Combined CO & Dust Scaling Relations of Depletion Time and Molecular Gas Fractions with Cosmic Time, Specific Star Formation Rate and Stellar Mass

TL;DR

This study combines CO and dust measurements to establish scaling relations for molecular gas depletion time and gas fractions in star-forming galaxies across redshifts 0 to 3, revealing their dependence on cosmic time, sSFR, and stellar mass.

Contribution

It provides new, consistent scaling relations for molecular gas properties in galaxies, demonstrating minimal variation in the CO-H2 conversion factor across the main sequence.

Findings

Gas depletion time scales as (1+z)^-0.3 and sSFR^-0.5.

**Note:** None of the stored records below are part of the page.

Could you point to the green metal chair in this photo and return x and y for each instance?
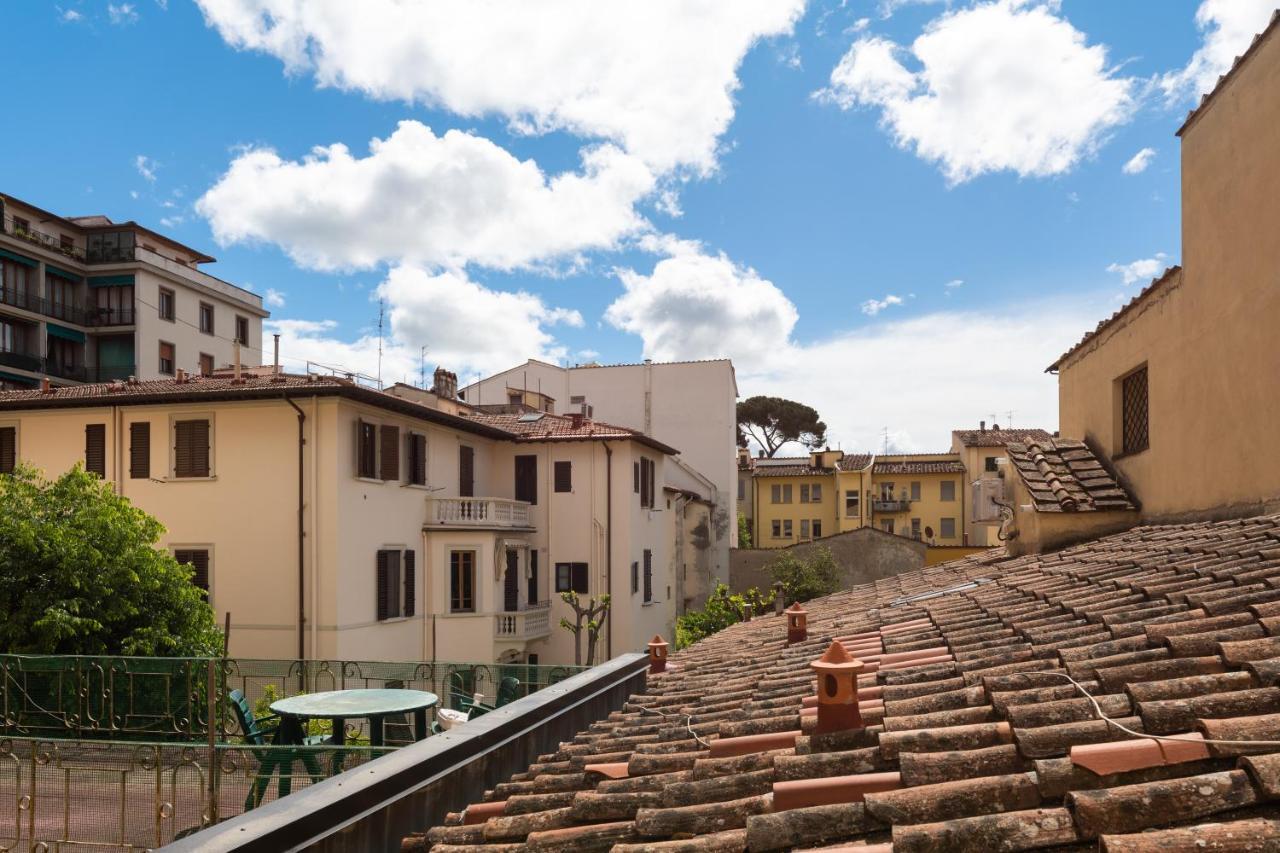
(272, 761)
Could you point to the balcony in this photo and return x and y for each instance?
(478, 512)
(530, 623)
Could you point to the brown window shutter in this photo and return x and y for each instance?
(95, 448)
(140, 450)
(384, 603)
(191, 448)
(391, 452)
(408, 582)
(8, 448)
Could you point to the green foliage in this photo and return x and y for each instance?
(80, 574)
(722, 609)
(775, 422)
(804, 578)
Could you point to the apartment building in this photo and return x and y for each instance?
(85, 299)
(1176, 391)
(691, 405)
(337, 521)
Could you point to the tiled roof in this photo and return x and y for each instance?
(1173, 273)
(997, 437)
(973, 739)
(1239, 60)
(1064, 475)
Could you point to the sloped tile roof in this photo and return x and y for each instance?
(970, 726)
(1064, 475)
(997, 437)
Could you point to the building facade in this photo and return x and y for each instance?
(691, 405)
(1178, 388)
(88, 300)
(332, 520)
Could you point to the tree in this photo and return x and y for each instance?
(590, 617)
(80, 574)
(804, 578)
(775, 422)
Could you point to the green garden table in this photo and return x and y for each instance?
(341, 706)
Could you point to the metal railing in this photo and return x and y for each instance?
(479, 512)
(529, 623)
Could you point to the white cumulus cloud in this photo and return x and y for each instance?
(1138, 163)
(1229, 27)
(1006, 85)
(656, 77)
(695, 305)
(1139, 270)
(417, 197)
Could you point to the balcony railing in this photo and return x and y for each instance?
(526, 624)
(478, 512)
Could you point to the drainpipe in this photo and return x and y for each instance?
(302, 610)
(608, 548)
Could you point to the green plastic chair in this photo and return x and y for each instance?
(272, 761)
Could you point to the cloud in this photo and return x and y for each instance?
(122, 13)
(1138, 163)
(1139, 270)
(695, 305)
(424, 199)
(1000, 86)
(871, 308)
(146, 167)
(657, 78)
(1229, 27)
(464, 325)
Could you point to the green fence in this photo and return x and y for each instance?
(168, 699)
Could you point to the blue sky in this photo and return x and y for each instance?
(895, 210)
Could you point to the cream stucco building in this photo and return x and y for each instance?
(691, 405)
(90, 300)
(337, 521)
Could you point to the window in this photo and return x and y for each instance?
(140, 450)
(167, 304)
(466, 471)
(389, 468)
(95, 448)
(199, 561)
(648, 575)
(416, 459)
(571, 576)
(1133, 413)
(396, 583)
(191, 448)
(462, 582)
(563, 477)
(8, 448)
(366, 450)
(167, 357)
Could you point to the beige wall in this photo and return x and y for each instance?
(1207, 340)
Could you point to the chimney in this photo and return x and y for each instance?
(798, 624)
(657, 655)
(837, 690)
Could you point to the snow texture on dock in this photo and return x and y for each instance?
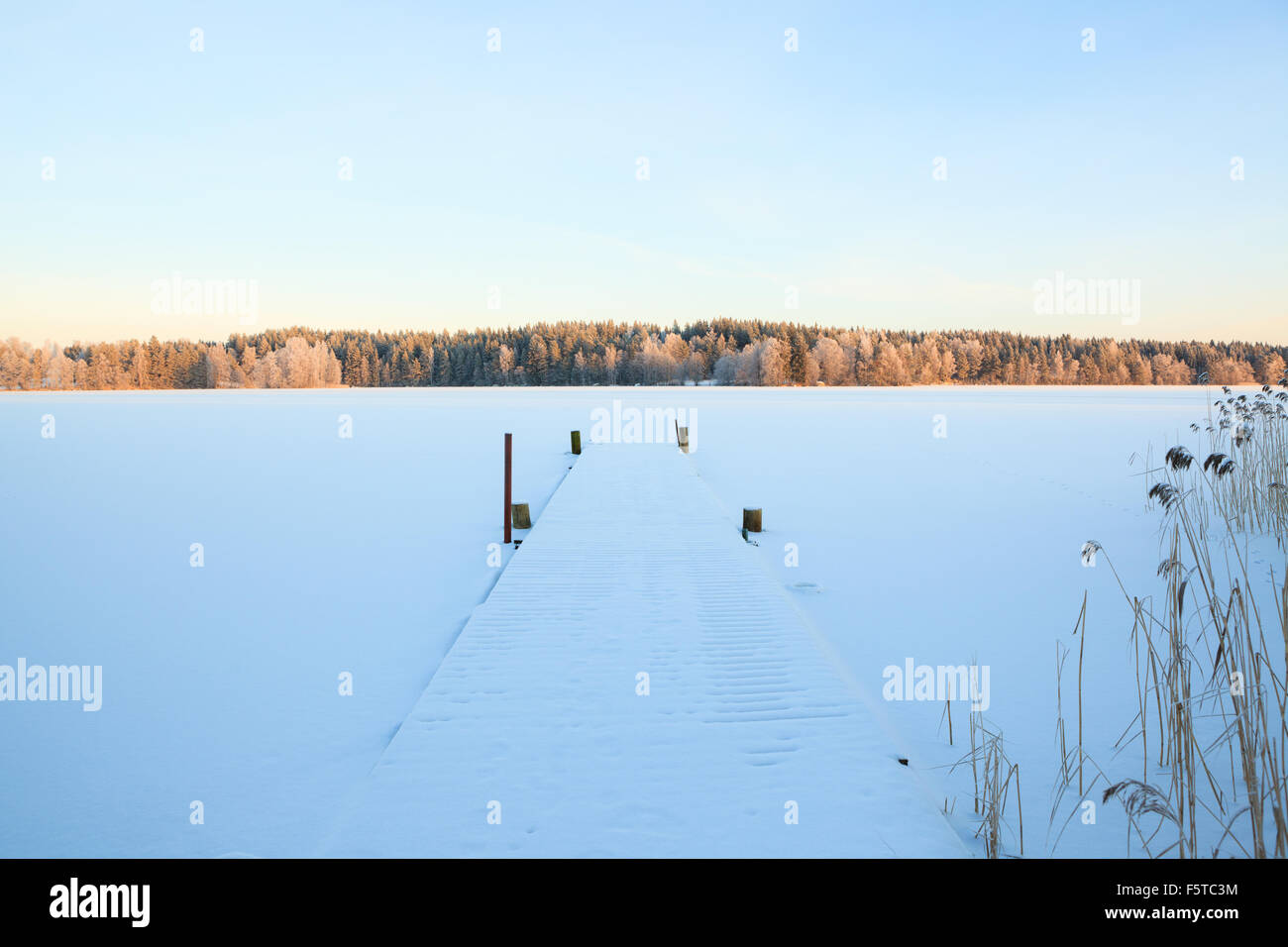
(535, 715)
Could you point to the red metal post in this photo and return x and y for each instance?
(509, 455)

Gas to stellar mass ratio scales as (1+z)^3.

Accurate molecular gas mass estimates with 0.1dex precision.

Abstract

We combine molecular gas masses inferred from CO emission in 500 star forming galaxies (SFGs) between z=0 and 3, from the IRAM-COLDGASS, PHIBSS1/2 and other surveys, with gas masses derived from Herschel far-IR dust measurements in 512 galaxy stacks over the same stellar mass/redshift range. We constrain the scaling relations of molecular gas depletion time scale (tdepl) and gas to stellar mass ratio (Mmolgas/M*) of SFGs near the star formation main-sequence with redshift, specific star formation rate (sSFR) and stellar mass (M*). The CO- and dust-based scaling relations agree remarkably well. This suggests that the CO-H2 mass conversion factor varies little within 0.6dex of the main sequence (sSFR(ms,z,M*)), and less than 0.3dex throughout this redshift range. This study builds on and strengthens the results of earlier work. We find that tdepl scales as (1+z)^-0.3 *(sSFR/sSFR(ms,z,M*))^-0.5, with little dependence on M*. The resulting steep redshift dependence of Mmolgas/M* ~(1+z)^3 mirrors that of the sSFR and probably reflects the gas supply rate. The decreasing gas fractions at high M* are driven by the flattening of the SFR-M* relation. Throughout the redshift range probed a larger sSFR at constant M* is due to a combination of an increasing gas fraction and a decreasing depletion time scale. As a result galaxy integrated samples of the Mmolgas-SFR rate relation exhibit a super-linear slope, which increases with the range of sSFR. With these new relations it is now possible to determine Mmolgas with an accuracy of 0.1dex in relative terms, and 0.2dex including systematic uncertainties.